For Haitian/German artist, Jean-Ulrick Désert, his response is to provoke.
“In my own work I do try to deploy little landmines,” he says. “That’s one way.”

For Gosine, the problem is part of a range of experiences.

“Some people grow up very religious and there is the overriding legislative culture and the laws that get taken up in the Caribbean,” he says. “Yet it’s full of contradictions.” He describes Trinidad as, “the San Francisco of the Caribbean”.

“There are very well known and celebrated artists who are gay,” Gosine says. “This accusation of being a traitor to your nation is a common one, queers supposedly betray the nation. But I think it’s a very complicated experience and I don’t think it’s that special.”

Huggins notes regional variations in attitudes to persons who are gay or who do not identify as heterosexual.

“The experience varies drastically from island to island,” she says. “For example there is a vast difference between Trinidad and Tobago and St Vincent. In St Vincent you just don’t be gay. It is shut down, people just don’t want to have that conversation. It also boils down a lot to class. Coming from a middle class family I have a different experience than someone from the gullies.”

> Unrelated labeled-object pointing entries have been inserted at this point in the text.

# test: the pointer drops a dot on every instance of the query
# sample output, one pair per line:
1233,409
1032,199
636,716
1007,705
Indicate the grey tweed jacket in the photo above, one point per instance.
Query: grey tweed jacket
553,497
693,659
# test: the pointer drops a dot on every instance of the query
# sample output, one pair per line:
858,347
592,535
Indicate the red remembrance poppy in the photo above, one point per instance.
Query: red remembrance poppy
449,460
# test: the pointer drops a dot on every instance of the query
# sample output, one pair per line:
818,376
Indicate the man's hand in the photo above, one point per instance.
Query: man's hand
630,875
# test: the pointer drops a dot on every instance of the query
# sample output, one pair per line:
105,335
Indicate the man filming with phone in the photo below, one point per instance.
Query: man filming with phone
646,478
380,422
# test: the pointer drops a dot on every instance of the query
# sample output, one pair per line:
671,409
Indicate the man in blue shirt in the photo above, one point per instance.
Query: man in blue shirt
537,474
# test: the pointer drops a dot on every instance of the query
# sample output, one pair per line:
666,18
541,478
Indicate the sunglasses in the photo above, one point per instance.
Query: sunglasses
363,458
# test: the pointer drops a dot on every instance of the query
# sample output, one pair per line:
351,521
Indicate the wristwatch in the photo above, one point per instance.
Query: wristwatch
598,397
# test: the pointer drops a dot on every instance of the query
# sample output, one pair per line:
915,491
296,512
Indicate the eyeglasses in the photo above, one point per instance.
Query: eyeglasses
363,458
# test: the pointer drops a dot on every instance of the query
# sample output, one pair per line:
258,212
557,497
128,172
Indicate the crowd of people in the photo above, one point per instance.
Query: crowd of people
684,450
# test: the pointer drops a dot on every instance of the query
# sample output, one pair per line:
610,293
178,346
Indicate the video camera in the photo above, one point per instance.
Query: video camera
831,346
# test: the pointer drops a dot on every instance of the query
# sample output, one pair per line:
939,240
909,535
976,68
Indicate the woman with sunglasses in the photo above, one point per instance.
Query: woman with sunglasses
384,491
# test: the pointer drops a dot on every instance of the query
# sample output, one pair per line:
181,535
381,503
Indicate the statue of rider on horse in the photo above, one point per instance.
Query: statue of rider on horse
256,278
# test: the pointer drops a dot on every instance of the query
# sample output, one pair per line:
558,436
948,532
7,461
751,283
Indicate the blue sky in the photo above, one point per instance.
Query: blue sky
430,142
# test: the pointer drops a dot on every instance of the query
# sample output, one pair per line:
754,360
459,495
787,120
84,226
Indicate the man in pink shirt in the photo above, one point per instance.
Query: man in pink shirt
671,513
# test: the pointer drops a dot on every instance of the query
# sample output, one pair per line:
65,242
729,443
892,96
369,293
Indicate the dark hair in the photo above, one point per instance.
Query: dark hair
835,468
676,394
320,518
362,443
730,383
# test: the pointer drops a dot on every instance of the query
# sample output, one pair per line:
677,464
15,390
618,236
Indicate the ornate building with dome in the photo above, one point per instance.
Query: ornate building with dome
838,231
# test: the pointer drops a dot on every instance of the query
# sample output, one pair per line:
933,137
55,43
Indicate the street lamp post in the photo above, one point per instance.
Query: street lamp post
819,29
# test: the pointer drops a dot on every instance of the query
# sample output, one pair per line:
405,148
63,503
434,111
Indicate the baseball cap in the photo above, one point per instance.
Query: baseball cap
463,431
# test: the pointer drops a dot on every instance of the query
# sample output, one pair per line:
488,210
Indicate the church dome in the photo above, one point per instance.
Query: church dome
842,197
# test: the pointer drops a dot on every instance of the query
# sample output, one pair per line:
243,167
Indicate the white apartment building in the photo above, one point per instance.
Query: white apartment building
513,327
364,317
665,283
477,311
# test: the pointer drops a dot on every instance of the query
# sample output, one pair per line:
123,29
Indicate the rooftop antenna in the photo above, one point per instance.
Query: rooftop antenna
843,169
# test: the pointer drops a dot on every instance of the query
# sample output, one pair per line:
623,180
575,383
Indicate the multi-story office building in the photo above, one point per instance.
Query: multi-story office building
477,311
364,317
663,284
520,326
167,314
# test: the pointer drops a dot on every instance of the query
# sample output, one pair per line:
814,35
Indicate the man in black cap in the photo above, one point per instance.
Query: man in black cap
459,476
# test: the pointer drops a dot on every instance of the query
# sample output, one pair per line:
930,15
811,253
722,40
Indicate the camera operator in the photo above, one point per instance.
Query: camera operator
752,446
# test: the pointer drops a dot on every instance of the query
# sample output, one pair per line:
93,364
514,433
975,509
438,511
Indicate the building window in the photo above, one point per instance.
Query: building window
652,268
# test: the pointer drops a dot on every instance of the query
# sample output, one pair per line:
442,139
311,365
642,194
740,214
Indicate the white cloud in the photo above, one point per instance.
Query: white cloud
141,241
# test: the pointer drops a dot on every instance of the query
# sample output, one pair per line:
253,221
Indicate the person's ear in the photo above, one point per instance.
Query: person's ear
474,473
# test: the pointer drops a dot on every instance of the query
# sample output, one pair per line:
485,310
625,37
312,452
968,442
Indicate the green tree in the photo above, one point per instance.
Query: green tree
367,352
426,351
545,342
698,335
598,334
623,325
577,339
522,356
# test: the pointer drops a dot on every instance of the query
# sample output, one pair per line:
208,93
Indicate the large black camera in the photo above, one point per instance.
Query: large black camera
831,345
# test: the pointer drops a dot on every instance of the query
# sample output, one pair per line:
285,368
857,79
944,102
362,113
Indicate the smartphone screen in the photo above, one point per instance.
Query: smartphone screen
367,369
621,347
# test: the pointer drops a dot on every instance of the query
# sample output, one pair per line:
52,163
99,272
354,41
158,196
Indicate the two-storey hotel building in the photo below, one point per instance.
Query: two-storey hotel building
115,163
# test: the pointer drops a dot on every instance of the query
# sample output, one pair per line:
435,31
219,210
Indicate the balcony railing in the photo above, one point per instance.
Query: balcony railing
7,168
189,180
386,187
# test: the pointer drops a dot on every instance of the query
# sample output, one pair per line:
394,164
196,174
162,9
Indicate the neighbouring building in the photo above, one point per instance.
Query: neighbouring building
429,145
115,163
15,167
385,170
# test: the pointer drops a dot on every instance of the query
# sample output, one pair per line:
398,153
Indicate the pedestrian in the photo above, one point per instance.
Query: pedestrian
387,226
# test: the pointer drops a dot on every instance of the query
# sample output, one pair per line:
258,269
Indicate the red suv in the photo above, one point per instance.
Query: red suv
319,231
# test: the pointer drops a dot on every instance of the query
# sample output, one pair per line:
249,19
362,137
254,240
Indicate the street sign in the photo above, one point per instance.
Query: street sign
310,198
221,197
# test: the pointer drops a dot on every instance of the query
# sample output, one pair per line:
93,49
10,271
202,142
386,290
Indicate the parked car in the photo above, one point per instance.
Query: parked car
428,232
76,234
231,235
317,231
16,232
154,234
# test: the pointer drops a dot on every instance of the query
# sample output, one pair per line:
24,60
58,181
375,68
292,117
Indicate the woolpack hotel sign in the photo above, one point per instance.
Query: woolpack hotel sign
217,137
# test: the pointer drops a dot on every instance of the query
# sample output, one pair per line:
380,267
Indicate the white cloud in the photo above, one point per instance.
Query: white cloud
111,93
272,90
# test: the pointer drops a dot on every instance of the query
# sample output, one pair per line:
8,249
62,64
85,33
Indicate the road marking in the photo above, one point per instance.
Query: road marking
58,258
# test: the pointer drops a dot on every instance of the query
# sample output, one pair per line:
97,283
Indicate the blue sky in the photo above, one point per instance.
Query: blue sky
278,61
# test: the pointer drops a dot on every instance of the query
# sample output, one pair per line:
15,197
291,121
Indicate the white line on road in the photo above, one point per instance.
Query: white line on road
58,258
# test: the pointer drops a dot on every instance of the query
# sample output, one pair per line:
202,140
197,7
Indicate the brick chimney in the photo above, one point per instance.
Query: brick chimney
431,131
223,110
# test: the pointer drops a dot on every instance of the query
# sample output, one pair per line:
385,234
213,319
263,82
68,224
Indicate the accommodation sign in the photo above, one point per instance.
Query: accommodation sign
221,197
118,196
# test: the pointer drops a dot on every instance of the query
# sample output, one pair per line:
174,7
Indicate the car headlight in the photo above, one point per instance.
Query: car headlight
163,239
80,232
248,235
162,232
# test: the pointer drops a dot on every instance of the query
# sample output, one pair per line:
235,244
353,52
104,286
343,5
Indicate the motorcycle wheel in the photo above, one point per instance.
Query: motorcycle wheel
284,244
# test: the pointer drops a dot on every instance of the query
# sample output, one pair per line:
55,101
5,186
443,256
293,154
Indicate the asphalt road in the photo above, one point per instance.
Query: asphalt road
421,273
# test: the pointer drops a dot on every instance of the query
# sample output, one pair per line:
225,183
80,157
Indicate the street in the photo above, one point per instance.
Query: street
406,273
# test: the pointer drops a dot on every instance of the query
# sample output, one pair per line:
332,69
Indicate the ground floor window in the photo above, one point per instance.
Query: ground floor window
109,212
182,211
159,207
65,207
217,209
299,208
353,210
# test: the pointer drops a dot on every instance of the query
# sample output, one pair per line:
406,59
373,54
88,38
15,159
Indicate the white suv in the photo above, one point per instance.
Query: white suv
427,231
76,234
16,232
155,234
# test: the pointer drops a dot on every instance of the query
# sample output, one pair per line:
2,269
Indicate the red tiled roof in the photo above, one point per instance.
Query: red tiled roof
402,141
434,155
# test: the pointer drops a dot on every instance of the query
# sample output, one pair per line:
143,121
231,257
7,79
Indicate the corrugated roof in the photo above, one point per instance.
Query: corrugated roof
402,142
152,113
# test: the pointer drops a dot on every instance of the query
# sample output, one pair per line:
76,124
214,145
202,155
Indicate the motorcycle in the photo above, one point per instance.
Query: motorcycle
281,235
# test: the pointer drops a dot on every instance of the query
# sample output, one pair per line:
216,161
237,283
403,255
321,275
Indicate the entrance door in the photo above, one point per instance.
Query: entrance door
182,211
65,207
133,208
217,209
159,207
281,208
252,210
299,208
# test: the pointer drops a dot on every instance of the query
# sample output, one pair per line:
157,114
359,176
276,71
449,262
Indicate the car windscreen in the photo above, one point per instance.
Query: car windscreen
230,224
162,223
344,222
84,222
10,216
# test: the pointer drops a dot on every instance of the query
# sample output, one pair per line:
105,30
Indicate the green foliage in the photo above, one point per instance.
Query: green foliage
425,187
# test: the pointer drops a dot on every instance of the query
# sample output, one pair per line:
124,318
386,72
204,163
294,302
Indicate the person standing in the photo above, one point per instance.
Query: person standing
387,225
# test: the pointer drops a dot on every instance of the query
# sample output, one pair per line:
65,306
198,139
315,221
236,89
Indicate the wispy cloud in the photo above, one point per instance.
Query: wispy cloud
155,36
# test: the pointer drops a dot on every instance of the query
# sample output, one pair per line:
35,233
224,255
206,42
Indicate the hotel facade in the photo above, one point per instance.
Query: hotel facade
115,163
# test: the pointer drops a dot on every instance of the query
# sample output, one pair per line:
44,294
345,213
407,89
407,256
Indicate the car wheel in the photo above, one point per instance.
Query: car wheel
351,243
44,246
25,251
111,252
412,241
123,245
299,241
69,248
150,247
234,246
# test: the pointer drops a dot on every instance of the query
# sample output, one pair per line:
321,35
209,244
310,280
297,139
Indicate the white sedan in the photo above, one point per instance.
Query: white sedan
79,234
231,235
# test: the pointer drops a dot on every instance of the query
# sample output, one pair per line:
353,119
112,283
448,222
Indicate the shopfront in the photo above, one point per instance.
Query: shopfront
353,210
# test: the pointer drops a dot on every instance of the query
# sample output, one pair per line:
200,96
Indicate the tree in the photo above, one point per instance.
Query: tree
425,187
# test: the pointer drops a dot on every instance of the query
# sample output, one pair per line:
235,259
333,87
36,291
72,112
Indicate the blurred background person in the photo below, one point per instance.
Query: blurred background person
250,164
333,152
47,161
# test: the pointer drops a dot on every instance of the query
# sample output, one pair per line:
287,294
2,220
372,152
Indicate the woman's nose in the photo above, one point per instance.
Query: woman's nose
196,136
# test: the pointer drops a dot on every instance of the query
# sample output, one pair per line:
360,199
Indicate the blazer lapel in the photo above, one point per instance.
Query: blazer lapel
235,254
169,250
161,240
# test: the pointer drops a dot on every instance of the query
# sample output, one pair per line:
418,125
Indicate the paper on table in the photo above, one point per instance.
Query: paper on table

Scott traces current attitudes to the rise of small churches.

“I grew up in 70s Jamaica there was homophobia but it did not take the form it did in the 80s and 90s and I think that is connected to the rise of certain fundamental Pentecostal churches which come from the United States,” he says. “But certainly in the Jamaica the rastas have trumpeted a certain type of homophobia.”

Scott adds, “One of the enormously productive things in the emergence of Caribbean art is the emergence of a new space in which to think about ourselves that is now providing a different kind of idiom to think about identity; to recalibrate what colonialism was for us and that animates the way in which the question of a revolution is not just a question of equality and justice coming from outside but also within. Therefore, the question of how we imagine and re-imagine our societies.”